A reportagem do Intercept trouxe à luz evidências que incluem um áudio do próprio senador, onde ele menciona a relevância do projeto cinematográfico e a urgência no envio dos recursos para cobrir “parcelas para trás”. Além disso, a investigação se baseia em mensagens de WhatsApp vazadas, documentos e comprovantes bancários, indicando que parte dos valores teria sido transferida entre fevereiro e maio de 2025, adicionando uma camada de complexidade e cronologia aos fatos.
A situação jurídica de Daniel Vorcaro e o Banco Master
Daniel Vorcaro, figura central neste enredo, encontra-se atualmente detido, suspeito de liderar uma organização criminosa focada em fraudes financeiras. As irregularidades teriam sido praticadas por meio do Banco Master, instituição que teve sua liquidação decretada pelo Banco Central (BC) no final do ano passado. A decisão do BC foi motivada pela constatação da incapacidade do banco em honrar os depósitos e aplicações de seus clientes, culminando na prisão do banqueiro pela Polícia Federal (PF) em um dos desdobramentos da operação que apura as fraudes.
As últimas comunicações entre Flávio Bolsonaro e Vorcaro, conforme revelado pelo Intercept, datam do início de novembro do ano passado, um período imediatamente anterior à crise que culminou na liquidação do Banco Master e na prisão do banqueiro. Atualmente, Vorcaro está custodiado na Superintendência da PF em Brasília e, segundo informações, está em processo de negociação de um acordo de delação premiada, o que pode trazer novos elementos e desdobramentos para o caso.
A defesa de Flávio Bolsonaro e os questionamentos sobre o patrocínio
Horas após a divulgação da reportagem do The Intercept Brasil, na quarta-feira (13), Flávio Bolsonaro, que inicialmente havia negado qualquer envolvimento, admitiu ter solicitado os recursos e mantido contato com Daniel Vorcaro. Contudo, o senador defendeu-se, alegando que se tratava de uma questão estritamente privada. “É preciso separar os inocentes dos bandidos. No nosso caso, o que aconteceu foi um filho procurando patrocínio privado para um filme privado sobre a história do próprio pai. Zero de dinheiro público. Zero de lei Rouanet”, esclareceu o parlamentar em nota.

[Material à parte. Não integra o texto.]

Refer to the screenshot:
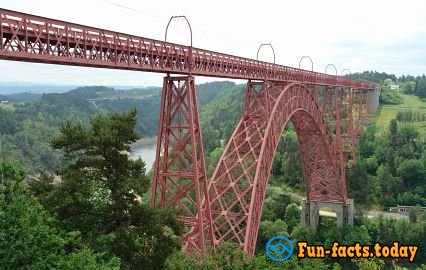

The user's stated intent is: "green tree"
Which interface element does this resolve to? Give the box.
[47,109,181,269]
[0,163,120,269]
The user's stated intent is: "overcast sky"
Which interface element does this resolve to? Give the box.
[0,0,426,86]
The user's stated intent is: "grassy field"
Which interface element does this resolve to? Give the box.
[374,93,426,135]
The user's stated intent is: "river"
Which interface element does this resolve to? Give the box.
[130,143,157,172]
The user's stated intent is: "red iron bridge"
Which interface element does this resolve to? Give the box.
[0,9,380,255]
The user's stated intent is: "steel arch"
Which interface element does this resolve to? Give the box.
[208,82,347,255]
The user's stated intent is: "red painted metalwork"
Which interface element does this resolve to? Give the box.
[151,76,215,251]
[0,6,379,254]
[208,82,347,254]
[0,9,375,89]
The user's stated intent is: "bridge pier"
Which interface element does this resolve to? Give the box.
[301,198,354,230]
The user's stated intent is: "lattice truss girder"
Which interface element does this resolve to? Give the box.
[151,76,215,251]
[208,82,347,254]
[0,8,374,87]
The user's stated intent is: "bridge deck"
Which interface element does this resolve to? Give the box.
[0,9,375,89]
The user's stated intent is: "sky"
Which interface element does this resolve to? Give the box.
[0,0,426,86]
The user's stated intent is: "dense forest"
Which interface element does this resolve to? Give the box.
[0,72,426,270]
[0,82,234,174]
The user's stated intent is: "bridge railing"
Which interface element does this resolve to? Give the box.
[0,9,375,89]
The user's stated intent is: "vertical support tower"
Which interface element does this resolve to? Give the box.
[151,76,215,252]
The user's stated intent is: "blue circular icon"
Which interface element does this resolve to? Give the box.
[266,235,293,262]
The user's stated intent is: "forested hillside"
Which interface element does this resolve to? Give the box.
[0,82,234,174]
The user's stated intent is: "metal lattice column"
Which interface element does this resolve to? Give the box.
[151,76,211,252]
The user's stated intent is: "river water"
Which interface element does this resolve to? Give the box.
[130,143,157,172]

Flávio Bolsonaro também afirmou ter conhecido Daniel Vorcaro em dezembro de 2024, período posterior ao término do governo Bolsonaro e quando, segundo ele, não havia acusações ou suspeitas públicas sobre o banqueiro. O senador explicou que o contato foi retomado devido a atrasos no pagamento das parcelas de patrocínio necessárias para a conclusão do filme. Ele negou ter oferecido qualquer vantagem indevida, promovido encontros fora da agenda oficial, intermediado negócios com o governo ou recebido dinheiro ou benefícios, contrapondo-se às “relações espúrias do governo Lula e seus representantes com Vorcaro” e reiterando o pedido por uma CPI do Master.
Ainda na defesa, o senador mencionou a existência de um contrato assinado referente aos repasses prometidos, embora não tenha fornecido detalhes sobre o documento. A matéria do Intercept aponta que o apoio financeiro envolveria transferências internacionais de uma empresa controlada por Vorcaro para um fundo nos Estados Unidos, gerido por Paulo Calixto, advogado de Eduardo Bolsonaro, irmão de Flávio. Diante da repercussão, deputados federais da base governista já apresentaram denúncias à Polícia Federal e à Receita Federal, solicitando a apuração de possíveis ilegalidades nas transações e a verificação se os recursos estariam ligados a algum tipo de propina.